Since the sixth century B.C. greeks studied the movement of the stars, as heaven and Earth, and their discoveries and history still lingers today,within the names of stars and constellations, of which the most famous are: Orion (named after the great hunter of Greek mythology), Canis Major (with the brightest star, Sirius), Canis Minor, Lepus and Taurus, Perseus, Andromeda and Cassiopeia.
The Greeks were the first who tried to explain in a logical and systematic manner, how the universe works, using models and observations. Since the seventh century B.C. greeks believed that the universe is a rational place governed by natural laws and that the universe’s laws may be learned and understanded by man. In this area, science was not able to give reliable answers, absolute, yet.

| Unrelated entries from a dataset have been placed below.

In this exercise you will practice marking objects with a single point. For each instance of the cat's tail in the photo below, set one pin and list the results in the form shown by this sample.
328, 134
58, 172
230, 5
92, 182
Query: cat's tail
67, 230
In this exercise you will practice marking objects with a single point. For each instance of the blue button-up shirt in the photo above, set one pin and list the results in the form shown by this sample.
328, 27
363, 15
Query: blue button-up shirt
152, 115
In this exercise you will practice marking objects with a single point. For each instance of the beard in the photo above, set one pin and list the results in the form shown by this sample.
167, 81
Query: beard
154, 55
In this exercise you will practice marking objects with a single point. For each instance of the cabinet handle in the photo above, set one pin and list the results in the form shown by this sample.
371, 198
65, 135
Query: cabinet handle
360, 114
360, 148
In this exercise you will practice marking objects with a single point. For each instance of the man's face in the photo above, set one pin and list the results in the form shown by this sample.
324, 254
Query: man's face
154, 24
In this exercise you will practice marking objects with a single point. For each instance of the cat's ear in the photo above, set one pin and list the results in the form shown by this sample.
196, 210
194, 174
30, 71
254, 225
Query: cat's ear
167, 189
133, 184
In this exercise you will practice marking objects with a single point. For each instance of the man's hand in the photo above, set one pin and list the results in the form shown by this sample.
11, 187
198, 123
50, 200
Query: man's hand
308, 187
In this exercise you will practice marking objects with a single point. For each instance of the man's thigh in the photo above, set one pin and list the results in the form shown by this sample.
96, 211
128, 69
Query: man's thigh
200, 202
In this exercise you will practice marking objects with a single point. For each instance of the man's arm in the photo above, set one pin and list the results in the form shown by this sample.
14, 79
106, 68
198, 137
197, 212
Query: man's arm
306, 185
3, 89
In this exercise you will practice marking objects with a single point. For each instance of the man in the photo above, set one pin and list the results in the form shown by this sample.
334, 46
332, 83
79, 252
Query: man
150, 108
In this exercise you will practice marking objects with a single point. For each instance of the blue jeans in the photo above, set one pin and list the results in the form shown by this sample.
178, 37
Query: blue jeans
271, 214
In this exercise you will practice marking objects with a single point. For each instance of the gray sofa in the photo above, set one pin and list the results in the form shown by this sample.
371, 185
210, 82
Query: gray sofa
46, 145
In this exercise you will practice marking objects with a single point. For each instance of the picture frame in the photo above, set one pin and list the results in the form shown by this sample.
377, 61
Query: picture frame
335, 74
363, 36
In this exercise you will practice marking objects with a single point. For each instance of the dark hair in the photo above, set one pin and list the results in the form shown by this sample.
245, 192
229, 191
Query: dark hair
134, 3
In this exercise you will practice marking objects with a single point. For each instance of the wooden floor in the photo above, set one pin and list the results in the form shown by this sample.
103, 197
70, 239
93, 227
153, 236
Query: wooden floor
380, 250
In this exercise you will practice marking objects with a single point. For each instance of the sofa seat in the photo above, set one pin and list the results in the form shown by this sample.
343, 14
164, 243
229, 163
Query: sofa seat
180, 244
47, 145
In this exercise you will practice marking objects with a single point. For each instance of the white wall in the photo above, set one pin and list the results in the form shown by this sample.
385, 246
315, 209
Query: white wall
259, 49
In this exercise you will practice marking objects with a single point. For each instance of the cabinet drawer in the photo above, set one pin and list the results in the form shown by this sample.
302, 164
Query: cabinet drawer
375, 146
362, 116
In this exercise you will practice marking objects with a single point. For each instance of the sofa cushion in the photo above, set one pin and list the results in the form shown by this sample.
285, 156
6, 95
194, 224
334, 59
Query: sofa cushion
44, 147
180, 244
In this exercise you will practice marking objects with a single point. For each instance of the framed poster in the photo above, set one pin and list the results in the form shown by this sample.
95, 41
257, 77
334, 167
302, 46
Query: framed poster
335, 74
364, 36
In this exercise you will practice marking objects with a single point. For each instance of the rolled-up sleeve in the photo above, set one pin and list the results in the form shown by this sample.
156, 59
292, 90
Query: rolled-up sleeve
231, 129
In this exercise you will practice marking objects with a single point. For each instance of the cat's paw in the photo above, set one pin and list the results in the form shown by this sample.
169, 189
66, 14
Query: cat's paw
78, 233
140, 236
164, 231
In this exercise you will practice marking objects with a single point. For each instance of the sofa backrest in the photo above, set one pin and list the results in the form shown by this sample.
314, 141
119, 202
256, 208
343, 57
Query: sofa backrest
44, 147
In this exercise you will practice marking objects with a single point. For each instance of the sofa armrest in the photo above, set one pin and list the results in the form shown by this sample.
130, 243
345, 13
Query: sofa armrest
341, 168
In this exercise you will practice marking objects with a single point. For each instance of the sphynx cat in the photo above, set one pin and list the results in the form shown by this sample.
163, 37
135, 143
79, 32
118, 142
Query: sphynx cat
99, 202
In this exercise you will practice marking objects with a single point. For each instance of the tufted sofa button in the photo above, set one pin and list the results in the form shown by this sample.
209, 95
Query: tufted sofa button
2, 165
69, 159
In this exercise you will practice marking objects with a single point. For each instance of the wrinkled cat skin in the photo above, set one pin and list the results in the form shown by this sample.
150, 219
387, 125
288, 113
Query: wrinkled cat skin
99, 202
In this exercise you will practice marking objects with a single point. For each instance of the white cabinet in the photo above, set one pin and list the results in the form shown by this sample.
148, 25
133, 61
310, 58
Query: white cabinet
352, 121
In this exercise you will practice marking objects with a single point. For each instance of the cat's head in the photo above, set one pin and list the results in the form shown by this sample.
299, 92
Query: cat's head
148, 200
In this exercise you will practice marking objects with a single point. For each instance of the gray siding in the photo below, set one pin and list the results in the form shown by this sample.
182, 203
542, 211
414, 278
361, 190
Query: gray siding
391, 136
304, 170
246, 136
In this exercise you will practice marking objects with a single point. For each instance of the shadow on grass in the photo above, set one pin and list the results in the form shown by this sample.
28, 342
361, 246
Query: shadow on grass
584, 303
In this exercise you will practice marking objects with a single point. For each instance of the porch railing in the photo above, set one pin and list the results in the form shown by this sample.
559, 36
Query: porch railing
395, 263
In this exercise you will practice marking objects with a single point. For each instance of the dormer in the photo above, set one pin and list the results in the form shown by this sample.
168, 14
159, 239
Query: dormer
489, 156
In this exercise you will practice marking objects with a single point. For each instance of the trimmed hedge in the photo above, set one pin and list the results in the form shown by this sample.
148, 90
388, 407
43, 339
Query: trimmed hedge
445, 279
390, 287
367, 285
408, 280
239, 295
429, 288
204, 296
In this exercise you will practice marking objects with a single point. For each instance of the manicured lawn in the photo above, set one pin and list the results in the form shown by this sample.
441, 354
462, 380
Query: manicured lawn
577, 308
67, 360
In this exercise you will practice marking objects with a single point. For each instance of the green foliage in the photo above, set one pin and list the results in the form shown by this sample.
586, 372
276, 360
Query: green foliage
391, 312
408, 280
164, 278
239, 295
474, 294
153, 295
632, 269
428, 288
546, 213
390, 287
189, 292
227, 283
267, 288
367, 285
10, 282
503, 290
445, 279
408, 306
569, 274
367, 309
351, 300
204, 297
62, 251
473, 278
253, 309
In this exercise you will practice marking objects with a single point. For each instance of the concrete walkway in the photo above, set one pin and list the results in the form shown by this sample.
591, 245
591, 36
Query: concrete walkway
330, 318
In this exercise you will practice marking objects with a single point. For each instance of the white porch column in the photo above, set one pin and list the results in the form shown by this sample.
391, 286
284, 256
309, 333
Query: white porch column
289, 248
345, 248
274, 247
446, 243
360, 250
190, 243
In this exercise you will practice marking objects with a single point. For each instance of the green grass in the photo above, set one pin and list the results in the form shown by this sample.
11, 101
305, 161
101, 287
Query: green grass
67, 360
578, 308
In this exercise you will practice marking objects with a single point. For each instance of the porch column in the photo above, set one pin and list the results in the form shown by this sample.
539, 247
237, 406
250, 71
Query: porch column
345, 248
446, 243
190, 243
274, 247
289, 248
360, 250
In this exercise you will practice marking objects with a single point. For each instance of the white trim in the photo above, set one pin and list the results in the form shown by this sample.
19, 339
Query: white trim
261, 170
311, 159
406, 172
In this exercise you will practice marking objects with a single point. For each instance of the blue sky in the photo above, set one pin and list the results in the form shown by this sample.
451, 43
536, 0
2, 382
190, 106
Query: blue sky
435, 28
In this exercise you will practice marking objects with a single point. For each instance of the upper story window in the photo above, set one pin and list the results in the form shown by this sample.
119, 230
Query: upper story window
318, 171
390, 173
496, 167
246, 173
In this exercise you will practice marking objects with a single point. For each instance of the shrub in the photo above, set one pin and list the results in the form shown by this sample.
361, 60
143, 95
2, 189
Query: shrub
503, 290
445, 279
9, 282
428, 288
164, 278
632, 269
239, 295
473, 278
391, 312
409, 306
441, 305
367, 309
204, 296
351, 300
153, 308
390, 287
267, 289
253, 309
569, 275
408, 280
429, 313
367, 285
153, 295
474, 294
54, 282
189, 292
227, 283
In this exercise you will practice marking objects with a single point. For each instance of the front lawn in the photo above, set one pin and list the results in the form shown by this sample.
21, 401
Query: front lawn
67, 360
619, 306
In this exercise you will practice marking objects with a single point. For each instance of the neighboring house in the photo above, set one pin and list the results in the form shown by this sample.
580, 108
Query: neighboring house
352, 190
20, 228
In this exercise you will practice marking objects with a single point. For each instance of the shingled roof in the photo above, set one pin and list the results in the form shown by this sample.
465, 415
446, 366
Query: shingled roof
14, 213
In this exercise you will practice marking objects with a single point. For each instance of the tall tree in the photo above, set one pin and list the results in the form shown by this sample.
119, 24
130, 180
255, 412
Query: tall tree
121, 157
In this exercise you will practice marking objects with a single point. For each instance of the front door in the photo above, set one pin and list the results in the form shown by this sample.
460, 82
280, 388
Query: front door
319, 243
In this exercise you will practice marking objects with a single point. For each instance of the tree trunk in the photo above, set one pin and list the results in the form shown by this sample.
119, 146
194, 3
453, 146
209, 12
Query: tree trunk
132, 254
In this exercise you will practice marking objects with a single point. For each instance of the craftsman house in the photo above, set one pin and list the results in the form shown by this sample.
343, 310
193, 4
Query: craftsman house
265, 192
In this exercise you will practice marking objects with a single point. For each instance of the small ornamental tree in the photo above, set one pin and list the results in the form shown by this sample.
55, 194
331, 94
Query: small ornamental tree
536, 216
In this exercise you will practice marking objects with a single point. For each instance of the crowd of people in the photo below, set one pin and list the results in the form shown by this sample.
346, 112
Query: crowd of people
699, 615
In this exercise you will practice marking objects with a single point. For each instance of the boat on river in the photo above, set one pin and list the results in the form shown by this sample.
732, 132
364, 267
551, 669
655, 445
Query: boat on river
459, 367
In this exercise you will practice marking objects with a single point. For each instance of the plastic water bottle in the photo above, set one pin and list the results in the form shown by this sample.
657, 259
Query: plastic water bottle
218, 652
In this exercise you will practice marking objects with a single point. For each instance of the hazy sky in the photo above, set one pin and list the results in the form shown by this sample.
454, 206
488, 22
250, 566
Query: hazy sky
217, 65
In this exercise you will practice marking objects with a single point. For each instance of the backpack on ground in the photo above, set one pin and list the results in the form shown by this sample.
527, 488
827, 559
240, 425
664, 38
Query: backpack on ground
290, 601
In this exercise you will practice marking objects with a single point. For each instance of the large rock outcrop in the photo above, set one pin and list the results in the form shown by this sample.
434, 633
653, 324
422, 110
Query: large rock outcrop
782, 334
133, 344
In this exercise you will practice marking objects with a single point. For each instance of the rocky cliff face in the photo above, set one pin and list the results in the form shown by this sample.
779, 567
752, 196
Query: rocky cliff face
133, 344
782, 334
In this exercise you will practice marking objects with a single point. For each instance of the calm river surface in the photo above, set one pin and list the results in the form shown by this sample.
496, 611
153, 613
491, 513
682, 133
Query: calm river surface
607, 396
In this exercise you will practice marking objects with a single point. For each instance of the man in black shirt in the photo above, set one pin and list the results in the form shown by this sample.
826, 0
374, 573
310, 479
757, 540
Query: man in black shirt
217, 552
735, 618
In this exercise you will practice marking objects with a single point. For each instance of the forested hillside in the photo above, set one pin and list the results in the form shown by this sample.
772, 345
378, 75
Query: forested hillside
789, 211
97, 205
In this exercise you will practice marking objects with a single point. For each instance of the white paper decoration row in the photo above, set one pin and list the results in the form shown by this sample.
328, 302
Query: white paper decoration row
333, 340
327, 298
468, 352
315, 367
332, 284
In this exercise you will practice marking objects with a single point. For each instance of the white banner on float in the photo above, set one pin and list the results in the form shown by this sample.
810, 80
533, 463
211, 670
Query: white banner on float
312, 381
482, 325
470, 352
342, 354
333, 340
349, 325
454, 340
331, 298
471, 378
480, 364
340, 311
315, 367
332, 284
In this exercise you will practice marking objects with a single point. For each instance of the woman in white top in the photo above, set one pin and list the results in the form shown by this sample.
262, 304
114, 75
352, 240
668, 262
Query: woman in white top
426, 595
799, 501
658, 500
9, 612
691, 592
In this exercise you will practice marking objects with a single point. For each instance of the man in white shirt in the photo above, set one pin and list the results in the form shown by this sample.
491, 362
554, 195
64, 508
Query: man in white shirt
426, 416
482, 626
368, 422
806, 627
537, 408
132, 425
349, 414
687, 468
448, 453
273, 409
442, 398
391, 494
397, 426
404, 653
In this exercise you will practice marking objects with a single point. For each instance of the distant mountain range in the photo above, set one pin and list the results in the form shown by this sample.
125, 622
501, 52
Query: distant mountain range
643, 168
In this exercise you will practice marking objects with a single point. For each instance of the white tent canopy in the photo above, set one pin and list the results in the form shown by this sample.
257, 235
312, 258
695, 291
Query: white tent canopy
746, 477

Later, the mathematician and philosopher Pythagoras of Samos (582-507 BC) appoints the sky – “space” and declares that the Earth is spherical. Philosopher Parmenides of Elea (515-440 BC) claims the Earth’s sphericity theory is true, and asserts that “the moon moving around Earth illuminates the night with a borrowed light.” Pythagoras‘s name is remembered in the history of astronomy for the first mathematician who was helped by his theorems, began development of astronomy as a science. Pythagorean theorem has been extremely useful in calculating astronomical distances.
But first important cosmological theory belongs to the Greek scientist and philosopher Aristotle (384-322 BC), disciple of Plato, who believed that Earth was the center of the universe.